Understanding the recent performance of the Rand is the key to gauging its shorter to medium term prospects.

In recent months, global currency traders have been navigating increasingly unsettled waters. Amidst global economic uncertainties, storm warnings for emerging market currencies – which include South Africa – began to appear on radar screens. Curiously, the storm warnings arose because of clear signs of economic recovery in the United States and positive signs in some countries in Europe.

The concern was that as recovery opportunities in these countries became interesting for investors, investor funds would begin to flow out of emerging market economies – where portfolio investors had been finding higher yields during the global recession – and where economic growth was now moderating.

Furthermore, it was likely that, as the US recovery began to strengthen, the US Federal Reserve would begin to phase out the special support measures it had put in place at the height of the global financial crisis. The net effect would be a tightening of liquidity in US financial markets resulting in bond market yields beginning to rise. This would be an additional factor drawing in investment from elsewhere.

The fear was that countries losing portfolio capital had an already weakened underlying balance of payments, meaning that the negative impact on their currencies and their economies could be large. South Africa was one of a group of emerging market economies – known as the “Fragile Five” – Brazil, India, Indonesia, Turkey and South Africa, with such vulnerabilities. In South Africa’s case, vulnerability came from constraints on export performance and high import levels, together with domestic problems which unsettled business and investor confidence and dimmed shorter-term economic recovery prospects.

Performance and Outlook

In recent months, some of these dynamics began playing out in the markets. The Rand together with many other emerging market currencies lost substantial ground against the US dollar. For instance, between mid December 2013 and the end of January 2014 the Rand lost a further 8% of its value against the US dollar. This was however not as much as countries such as Turkey and Argentina – the former slipped nearly 14% against the US dollar, whilst the latter lost close to 23%.

Markets seldom behave in an orderly fashion and currency markets tend to be volatile at times of uncertainty. Market psyche and trading mechanics add amplitude to exchange rate movements. There is a widely held view that the Rand at current values to the US dollar i.e R/US$ 11.06 on 8 February, has a significant element of “overshoot” to the downside and that the currency is likely to recover some of the ground lost over the past year. The question is, how much and over what time scale?

The Reserve Bank’s recent preparedness to raise interest rates to provide relief to the currency is one immediate supporting factor. Another is that economic fundamentals should begin to underpin an appreciation of the Rand in the second half of 2014 – as export markets improve and the domestic economy begins to strengthen. In this regard, Bloomberg reported on 6 February that David Bloom (global head of HSBC currency strategy) saw the R/US dollar at 10.40 by year-end 2014.
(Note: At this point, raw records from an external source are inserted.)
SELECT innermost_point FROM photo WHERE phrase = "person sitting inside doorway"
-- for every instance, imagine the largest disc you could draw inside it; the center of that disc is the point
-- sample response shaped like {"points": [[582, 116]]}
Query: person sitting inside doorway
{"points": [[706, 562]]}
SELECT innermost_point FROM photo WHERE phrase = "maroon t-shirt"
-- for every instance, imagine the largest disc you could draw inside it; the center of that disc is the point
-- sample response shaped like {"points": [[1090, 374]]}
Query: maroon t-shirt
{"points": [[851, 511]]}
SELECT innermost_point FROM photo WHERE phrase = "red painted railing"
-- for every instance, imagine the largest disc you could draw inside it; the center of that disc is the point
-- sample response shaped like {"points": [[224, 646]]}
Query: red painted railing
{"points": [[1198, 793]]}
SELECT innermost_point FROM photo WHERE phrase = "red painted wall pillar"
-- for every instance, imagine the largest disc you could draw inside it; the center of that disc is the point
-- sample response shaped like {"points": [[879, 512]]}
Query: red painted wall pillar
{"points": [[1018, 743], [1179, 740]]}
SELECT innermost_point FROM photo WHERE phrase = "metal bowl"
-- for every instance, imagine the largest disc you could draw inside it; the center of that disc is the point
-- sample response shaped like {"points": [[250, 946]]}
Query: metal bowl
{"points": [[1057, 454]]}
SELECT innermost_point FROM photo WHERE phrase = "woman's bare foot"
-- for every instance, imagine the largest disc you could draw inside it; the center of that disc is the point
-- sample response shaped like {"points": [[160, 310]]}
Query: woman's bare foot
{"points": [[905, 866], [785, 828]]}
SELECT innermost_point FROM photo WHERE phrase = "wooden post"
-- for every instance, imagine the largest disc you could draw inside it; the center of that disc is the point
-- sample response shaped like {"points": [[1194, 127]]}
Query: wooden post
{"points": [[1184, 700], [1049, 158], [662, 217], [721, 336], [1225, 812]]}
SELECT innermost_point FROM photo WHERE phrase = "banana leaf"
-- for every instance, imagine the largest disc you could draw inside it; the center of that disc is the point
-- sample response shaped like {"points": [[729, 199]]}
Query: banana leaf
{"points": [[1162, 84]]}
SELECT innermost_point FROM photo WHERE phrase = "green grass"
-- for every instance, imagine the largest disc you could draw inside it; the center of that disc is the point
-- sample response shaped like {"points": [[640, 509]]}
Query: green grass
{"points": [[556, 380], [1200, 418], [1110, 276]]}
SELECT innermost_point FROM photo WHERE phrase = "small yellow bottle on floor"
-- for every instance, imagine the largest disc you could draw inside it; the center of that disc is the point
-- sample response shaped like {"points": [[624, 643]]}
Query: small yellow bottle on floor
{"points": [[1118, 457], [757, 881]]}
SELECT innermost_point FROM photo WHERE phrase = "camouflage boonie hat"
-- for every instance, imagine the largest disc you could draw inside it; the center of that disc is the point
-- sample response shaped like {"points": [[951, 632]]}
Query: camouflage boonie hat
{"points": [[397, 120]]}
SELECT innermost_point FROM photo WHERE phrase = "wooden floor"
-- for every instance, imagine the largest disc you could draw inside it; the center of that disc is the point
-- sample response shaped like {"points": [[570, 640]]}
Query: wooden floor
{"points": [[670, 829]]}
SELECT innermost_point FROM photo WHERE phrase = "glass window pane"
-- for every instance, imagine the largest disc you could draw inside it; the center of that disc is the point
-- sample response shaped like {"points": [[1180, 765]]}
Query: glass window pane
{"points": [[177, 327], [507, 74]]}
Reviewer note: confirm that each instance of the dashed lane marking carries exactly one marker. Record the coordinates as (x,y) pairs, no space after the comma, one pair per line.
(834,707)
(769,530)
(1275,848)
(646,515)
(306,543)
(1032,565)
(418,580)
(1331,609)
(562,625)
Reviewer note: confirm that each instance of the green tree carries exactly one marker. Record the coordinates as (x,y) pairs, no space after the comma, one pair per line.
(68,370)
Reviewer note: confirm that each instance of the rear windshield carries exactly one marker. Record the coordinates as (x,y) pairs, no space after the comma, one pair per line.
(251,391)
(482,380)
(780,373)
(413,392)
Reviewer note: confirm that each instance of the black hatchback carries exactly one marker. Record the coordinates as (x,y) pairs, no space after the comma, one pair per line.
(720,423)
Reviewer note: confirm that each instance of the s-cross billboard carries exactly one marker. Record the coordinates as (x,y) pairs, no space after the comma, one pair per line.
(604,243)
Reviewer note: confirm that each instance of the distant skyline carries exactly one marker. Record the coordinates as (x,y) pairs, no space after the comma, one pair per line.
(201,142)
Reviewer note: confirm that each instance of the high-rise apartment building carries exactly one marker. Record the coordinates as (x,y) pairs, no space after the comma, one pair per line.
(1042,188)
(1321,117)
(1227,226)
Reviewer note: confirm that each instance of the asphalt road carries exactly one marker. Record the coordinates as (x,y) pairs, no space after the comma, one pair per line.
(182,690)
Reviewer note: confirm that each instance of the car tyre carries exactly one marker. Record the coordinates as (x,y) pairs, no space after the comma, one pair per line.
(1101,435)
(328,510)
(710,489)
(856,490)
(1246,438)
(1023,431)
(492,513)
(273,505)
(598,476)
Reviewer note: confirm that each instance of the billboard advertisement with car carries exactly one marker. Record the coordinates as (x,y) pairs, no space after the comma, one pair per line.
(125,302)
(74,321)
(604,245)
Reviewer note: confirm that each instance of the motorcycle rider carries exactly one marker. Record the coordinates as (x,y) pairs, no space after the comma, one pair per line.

In short, it is perhaps wise to anticipate some further weakness in the Rand before it begins to strengthen (based on the market correcting itself as it had likely “overshot”) and on economic fundamentals. But, regarding timing, it is prudent to remember that markets move on expectations and it is possible that positive news might be discounted sooner. In this situation a recovery in the Rand might take place closer to mid-year rather than later in the year. That said, markets don’t like surprises – especially unpleasant ones – so with a general election announced for 7 May 2014,  one obvious risk (to be watched carefully) to a recovery in the Rand is how developments in South African politics will  unfold.